Obama Alaska Schedule: President Stresses Climate Change Impact During 3-Day Trip
President Barack Obama stressed the urgency for the need to take action against climate change during his three-day trip to Alaska on Monday.
During his landmark visit to The Last Frontier state, the president warned that climate change is no longer a problem of the future, but rather a challenge that must be addressed immediately in order to save humanity in the next century.
"[It] is happening here. It is happening now," he said while speaking at the GLACIER conference in Anchorage Monday, according to Yahoo! News.
The challenge "will define the contours of this century more dramatically than any other," said Obama. "Human activity is disrupting the climate, in many ways faster than we thought."
He went on to say that the "urgent and growing" threat of man-made climate change is endangering the people and natural habit in one of the nation's last wilderness frontiers.

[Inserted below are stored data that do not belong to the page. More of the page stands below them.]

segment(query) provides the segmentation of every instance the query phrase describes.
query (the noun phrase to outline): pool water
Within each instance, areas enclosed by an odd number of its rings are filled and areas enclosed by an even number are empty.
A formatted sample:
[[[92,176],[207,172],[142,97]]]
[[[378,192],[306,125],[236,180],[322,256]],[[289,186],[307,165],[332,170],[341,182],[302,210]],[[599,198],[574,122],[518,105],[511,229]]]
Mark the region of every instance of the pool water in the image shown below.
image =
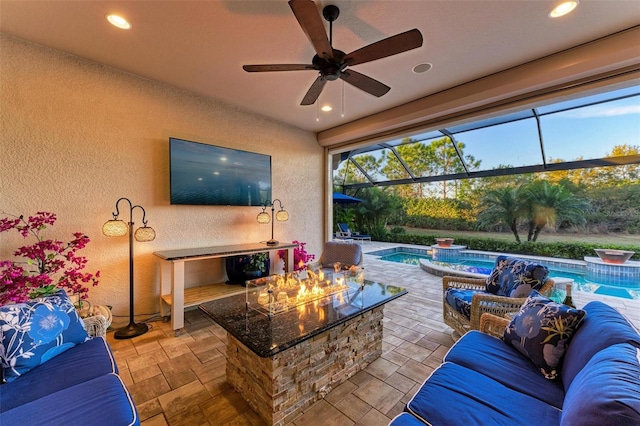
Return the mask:
[[[458,262],[439,262],[434,261],[431,255],[420,253],[416,249],[411,249],[411,252],[405,252],[397,250],[390,254],[383,254],[388,250],[382,250],[380,252],[373,252],[369,254],[380,253],[380,260],[386,260],[388,262],[404,263],[407,265],[420,265],[420,259],[426,259],[435,265],[445,268],[463,270],[466,272],[473,272],[477,274],[489,274],[493,269],[494,260],[481,260],[481,259],[466,259],[461,258]],[[392,250],[393,251],[393,250]],[[572,279],[574,285],[578,290],[588,293],[601,294],[605,296],[619,297],[623,299],[639,299],[640,300],[640,284],[629,284],[629,286],[620,285],[619,283],[609,284],[602,282],[594,282],[587,280],[584,274],[576,273],[573,271],[563,271],[561,269],[549,268],[549,277],[556,278],[569,278]],[[562,292],[564,293],[564,292]],[[554,299],[563,298],[564,294],[558,294]]]
[[[394,253],[380,257],[381,260],[388,262],[404,263],[406,265],[420,265],[420,259],[431,260],[431,256],[428,254],[417,253]]]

He also emphasized that Alaska is currently experiencing one of its worst wildfire seasons in recent history, while its glaciers are melting due to a record setting warming trend over the past several years. As a result, this has caused the permafrost that lies beneath many roads and buildings across the state to begin melting.
In addition, he noted, "Alaska's fire season is now more than a month longer than it was in 1950. At one point this summer, more than 300 wildfires were burning at once."
Meanwhile, 743 fires have destroyed 5.2 million acres in the state so far.
"The increases in wildfires are clearly linked more strongly to climate," ecosystem ecologist Terry Chapin told NBC News. "We are experiencing years with extensive hot dry periods much more frequently, so we expect years with extensive wildfire to continue to increase as global climate continues to warm in response to increased human-caused emissions of greenhouse gases."
Obama also took shots at climate change deniers, saying, "The deniers are increasingly alone, on their own shrinking island. The science is stark, it is sharpening, and it proves that this once-distant threat is now very much in the present."